One horrible side effect of me moving up to Pocklington and leaving Nostalgia & Comics is that we're never going to see the day that I was really, secretly hoping for.
Ever since she was the tiniest thing Molly has been a regular visitor to the shop. She came in the first time just a few weeks old and since then she's always been made welcome. She's always been around comics in one form or another and has, since she was able to walk, loved trundling round the shop grabbing the latest fun things to play with.
As she's grown older she's also had the joy of being allowed behind the counter at various times when she and Louise visited on Saturdays.
She's bagged up, she's fetched comics, tidied shelves and done various bits of stocking up through her short life.
And she's always said that one day she'll come to work with me.

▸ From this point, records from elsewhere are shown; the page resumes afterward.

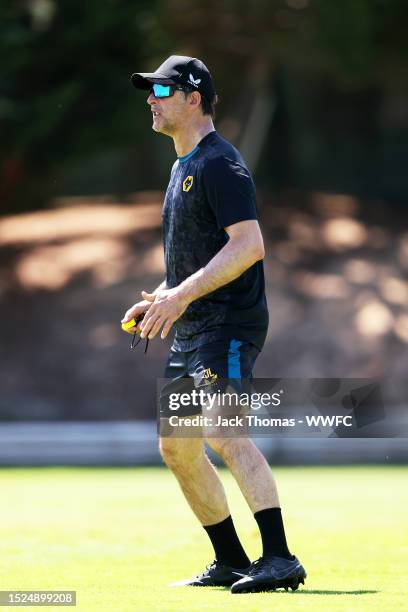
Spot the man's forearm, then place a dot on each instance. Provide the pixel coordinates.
(229, 263)
(160, 287)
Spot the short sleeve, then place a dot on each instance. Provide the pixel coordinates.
(230, 191)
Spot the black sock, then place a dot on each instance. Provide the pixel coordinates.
(272, 533)
(227, 547)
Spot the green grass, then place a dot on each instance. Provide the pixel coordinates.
(120, 536)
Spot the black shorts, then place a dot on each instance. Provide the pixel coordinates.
(205, 367)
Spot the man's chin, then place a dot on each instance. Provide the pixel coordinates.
(160, 129)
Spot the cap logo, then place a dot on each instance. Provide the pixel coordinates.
(193, 81)
(187, 183)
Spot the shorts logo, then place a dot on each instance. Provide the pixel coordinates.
(187, 183)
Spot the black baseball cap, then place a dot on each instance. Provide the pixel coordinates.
(178, 70)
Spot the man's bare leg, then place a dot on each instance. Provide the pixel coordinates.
(250, 469)
(197, 478)
(205, 494)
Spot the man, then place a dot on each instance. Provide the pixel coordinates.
(214, 296)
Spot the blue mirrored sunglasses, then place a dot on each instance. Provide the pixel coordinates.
(165, 91)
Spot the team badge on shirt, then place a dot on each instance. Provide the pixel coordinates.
(187, 183)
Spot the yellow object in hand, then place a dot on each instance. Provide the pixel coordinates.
(126, 326)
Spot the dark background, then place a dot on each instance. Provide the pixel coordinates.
(315, 96)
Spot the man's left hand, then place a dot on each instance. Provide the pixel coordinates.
(167, 305)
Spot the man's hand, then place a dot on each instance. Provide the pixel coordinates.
(134, 312)
(166, 306)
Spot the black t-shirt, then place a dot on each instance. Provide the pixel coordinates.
(210, 189)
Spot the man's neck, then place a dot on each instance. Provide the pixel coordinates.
(188, 139)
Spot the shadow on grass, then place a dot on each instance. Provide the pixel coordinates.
(313, 592)
(321, 592)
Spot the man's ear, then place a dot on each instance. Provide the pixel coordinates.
(195, 98)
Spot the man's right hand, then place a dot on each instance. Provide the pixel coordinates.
(135, 311)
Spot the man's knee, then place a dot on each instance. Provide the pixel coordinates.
(227, 447)
(180, 452)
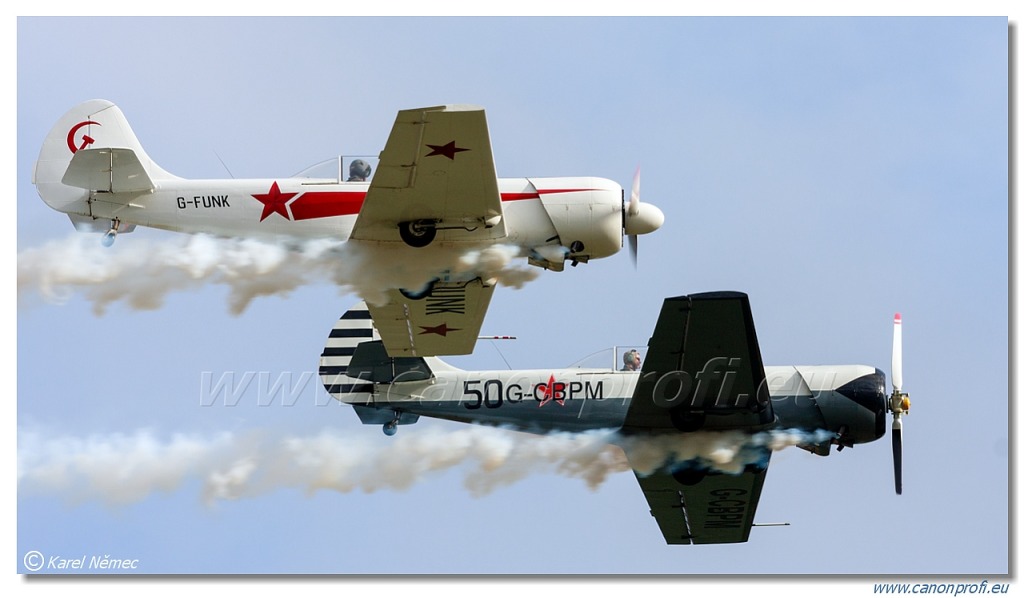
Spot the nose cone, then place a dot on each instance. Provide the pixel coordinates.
(646, 218)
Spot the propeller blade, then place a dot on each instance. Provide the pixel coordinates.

In fact, it was sort of taken as a given by all three of us I think that Molly would, sometime after 16, turn up at Nostalgia & Comics to earn a little extra cash to spend on whatever horrible music she was tormenting me with that week.
My heart that day would have been bursting with stupid pride.
Hell, knowing me, I'd have been wiping the tears away at some point.
But now that's not going to happen.
The nearest she gets is the special Nostalgia & comics t-shirt she's got in the cupboard, a leaving present from the staff to her.
Of course, should she somehow end up at university in Birmingham like her old man was, I'd certainly expect her to take full advantage and pester Dave for a job.
And I'd also expect Dave, knowing how good her shopworking and comic genes are, to give her a job.
I'd imagine she'd even be pretty good at sorting out the basement.